Wrenn tested Lightning with a pass; Lightning deflected it. Wrenn realized that Lightning was good, very good. He ran straight in with a diagonal attack. Lightning parried, let Wrenn run past him, turned-thrust-missed.

They circled. Lightning stabbed at Wrenn’s chest, a killing blow had it landed. Wrenn regained the initiative, made a prolonged attack but Saker forcefully parried the blows.

Lightning gave a shout. At the signal, sailors rushed from the edges of the deck and open hatchways, straight at Wrenn from every direction. They all brandished the new broadswords. Some held them two-handed. Wrenn gasped-ran to back himself against the ship’s side.
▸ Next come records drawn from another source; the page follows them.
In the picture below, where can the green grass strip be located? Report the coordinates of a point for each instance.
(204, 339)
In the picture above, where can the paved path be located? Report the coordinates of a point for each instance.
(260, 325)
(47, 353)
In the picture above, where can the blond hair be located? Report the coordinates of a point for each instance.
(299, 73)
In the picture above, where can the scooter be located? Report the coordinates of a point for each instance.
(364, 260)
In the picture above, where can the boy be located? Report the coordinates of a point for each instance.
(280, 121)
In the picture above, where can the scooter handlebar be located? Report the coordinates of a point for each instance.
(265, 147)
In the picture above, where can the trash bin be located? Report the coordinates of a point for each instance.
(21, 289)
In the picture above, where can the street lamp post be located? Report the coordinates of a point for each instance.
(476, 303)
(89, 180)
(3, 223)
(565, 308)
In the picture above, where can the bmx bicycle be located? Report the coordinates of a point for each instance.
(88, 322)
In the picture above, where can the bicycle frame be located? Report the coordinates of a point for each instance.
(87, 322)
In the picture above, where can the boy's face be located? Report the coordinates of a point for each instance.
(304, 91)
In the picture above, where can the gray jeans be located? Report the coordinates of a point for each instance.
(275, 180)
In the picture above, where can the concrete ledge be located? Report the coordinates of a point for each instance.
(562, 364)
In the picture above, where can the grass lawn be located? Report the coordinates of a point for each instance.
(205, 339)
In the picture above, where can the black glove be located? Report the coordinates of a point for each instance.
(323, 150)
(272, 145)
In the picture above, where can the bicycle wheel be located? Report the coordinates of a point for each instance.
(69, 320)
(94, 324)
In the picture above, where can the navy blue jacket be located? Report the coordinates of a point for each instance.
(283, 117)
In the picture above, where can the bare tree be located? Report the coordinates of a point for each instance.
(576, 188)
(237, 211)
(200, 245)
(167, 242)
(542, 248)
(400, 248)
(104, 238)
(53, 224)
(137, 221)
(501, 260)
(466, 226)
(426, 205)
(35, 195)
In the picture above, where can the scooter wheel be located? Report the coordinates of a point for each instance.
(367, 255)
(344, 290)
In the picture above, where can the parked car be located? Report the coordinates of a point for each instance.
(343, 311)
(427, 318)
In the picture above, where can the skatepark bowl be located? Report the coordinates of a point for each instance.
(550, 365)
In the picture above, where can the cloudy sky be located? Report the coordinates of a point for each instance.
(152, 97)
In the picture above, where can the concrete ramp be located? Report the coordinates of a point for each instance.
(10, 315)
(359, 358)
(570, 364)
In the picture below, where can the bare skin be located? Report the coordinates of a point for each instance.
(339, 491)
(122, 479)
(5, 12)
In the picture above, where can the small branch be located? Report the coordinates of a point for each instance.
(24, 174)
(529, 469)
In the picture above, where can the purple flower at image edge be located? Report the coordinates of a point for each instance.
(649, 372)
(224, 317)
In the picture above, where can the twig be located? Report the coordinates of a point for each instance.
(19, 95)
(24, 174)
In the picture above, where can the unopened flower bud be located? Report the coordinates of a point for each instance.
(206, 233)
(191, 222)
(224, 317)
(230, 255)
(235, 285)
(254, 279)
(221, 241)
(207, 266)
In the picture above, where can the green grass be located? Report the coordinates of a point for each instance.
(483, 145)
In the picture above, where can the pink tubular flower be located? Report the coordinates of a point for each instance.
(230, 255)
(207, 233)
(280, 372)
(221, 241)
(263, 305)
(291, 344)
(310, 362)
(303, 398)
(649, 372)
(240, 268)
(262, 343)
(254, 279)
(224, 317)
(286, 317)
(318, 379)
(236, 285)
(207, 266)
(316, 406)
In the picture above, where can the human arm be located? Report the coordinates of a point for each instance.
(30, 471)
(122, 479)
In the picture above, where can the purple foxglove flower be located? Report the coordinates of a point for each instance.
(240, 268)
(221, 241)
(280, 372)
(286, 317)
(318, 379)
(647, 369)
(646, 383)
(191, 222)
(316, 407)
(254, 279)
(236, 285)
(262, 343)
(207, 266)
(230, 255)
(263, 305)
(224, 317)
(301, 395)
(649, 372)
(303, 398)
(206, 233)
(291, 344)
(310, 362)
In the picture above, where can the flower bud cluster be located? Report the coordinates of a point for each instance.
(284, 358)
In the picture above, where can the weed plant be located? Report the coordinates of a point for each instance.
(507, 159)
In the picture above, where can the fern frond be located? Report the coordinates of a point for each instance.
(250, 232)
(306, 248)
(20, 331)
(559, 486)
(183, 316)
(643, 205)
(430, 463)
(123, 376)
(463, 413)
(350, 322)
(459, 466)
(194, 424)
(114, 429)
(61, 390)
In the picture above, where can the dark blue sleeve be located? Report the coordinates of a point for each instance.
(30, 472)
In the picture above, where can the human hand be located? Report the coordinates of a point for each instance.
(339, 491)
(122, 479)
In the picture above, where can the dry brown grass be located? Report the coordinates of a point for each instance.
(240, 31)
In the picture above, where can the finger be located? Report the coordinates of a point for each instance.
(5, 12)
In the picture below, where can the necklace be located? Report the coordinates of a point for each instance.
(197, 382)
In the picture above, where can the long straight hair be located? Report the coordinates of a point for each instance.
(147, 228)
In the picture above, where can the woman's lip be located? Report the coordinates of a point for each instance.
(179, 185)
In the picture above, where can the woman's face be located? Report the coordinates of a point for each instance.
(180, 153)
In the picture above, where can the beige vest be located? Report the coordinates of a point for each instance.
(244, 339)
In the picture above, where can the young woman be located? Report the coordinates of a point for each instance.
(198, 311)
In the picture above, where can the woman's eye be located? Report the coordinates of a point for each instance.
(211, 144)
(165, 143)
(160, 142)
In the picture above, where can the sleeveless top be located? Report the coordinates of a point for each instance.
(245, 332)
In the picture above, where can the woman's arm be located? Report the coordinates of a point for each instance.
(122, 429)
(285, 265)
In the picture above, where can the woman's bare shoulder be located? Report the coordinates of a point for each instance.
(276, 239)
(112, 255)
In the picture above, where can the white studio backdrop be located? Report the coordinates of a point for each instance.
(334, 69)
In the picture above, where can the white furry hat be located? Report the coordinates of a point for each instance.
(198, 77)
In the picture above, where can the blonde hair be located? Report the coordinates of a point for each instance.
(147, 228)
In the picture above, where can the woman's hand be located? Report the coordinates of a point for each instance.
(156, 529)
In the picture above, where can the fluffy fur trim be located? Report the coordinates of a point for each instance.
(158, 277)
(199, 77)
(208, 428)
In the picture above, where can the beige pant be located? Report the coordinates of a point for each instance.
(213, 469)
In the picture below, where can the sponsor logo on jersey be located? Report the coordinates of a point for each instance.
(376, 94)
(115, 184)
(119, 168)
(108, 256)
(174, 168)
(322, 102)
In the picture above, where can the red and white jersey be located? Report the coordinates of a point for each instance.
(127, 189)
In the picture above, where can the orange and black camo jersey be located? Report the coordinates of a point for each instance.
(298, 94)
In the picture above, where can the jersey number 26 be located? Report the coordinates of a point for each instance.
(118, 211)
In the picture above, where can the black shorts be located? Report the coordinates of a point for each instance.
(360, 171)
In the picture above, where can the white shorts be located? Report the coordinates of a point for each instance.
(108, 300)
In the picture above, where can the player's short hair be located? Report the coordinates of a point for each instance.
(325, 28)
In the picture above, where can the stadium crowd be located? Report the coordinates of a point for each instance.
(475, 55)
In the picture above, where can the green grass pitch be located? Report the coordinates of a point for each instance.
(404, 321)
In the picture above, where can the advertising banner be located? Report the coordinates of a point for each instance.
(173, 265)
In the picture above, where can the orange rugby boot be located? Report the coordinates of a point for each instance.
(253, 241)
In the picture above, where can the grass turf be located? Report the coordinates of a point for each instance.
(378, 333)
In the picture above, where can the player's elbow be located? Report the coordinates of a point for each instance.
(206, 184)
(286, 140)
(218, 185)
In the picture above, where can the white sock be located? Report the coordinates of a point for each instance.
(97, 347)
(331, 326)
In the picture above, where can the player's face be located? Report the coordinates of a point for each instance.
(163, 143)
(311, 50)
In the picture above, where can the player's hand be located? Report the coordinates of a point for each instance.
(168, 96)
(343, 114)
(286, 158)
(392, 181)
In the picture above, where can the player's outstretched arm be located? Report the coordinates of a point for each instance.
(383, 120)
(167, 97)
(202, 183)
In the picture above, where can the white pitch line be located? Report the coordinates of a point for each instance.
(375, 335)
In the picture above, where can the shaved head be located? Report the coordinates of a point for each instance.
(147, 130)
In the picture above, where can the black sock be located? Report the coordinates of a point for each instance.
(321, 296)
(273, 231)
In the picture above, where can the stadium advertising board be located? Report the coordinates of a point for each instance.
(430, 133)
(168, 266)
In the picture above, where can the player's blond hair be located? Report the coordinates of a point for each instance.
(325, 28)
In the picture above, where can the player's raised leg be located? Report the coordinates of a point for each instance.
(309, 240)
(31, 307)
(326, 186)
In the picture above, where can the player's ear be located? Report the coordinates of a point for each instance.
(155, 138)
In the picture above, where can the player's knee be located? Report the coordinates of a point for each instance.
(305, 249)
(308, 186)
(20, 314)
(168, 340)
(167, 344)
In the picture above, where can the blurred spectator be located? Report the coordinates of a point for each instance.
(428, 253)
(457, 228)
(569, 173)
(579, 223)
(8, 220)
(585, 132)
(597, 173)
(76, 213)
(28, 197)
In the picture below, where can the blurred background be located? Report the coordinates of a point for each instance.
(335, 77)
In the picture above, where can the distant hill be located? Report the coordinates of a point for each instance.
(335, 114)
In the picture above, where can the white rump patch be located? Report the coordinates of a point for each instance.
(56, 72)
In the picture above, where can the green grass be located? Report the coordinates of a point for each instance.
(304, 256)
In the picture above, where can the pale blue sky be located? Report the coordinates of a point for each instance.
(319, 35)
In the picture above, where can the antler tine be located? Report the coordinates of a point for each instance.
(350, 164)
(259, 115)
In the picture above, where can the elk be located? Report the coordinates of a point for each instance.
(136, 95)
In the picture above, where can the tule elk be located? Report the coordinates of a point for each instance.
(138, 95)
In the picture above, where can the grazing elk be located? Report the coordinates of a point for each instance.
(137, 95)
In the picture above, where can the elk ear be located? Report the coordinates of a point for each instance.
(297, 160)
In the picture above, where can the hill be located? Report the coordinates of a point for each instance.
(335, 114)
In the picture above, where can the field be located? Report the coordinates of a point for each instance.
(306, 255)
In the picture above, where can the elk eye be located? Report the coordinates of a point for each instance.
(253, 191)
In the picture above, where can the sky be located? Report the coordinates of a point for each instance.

Men clustered close, their mint-condition swords gleamed but Wrenn’s rapier danced around them with agility. He parried every single one on his rapier’s forte to protect his lighter blade.

I wanted a better view. I glided down to the crosstrees, curled my bare toes around the thick wood spar and then settled on it, legs dangling. Ten meters directly below me Awians and Plainslanders churned about, pushing Wrenn back against the gunwale. He jumped to the top of the railing, grasped a rope with his free hand, swept his rapier, clashing off all their raised staves and blades. He touched the padded knee of a woman’s breeches. She backed away to the forecastle where she sat down. A cheer went up from the eager audience on the Melowne: “You got Sanderling! Get Lightning! Go on!”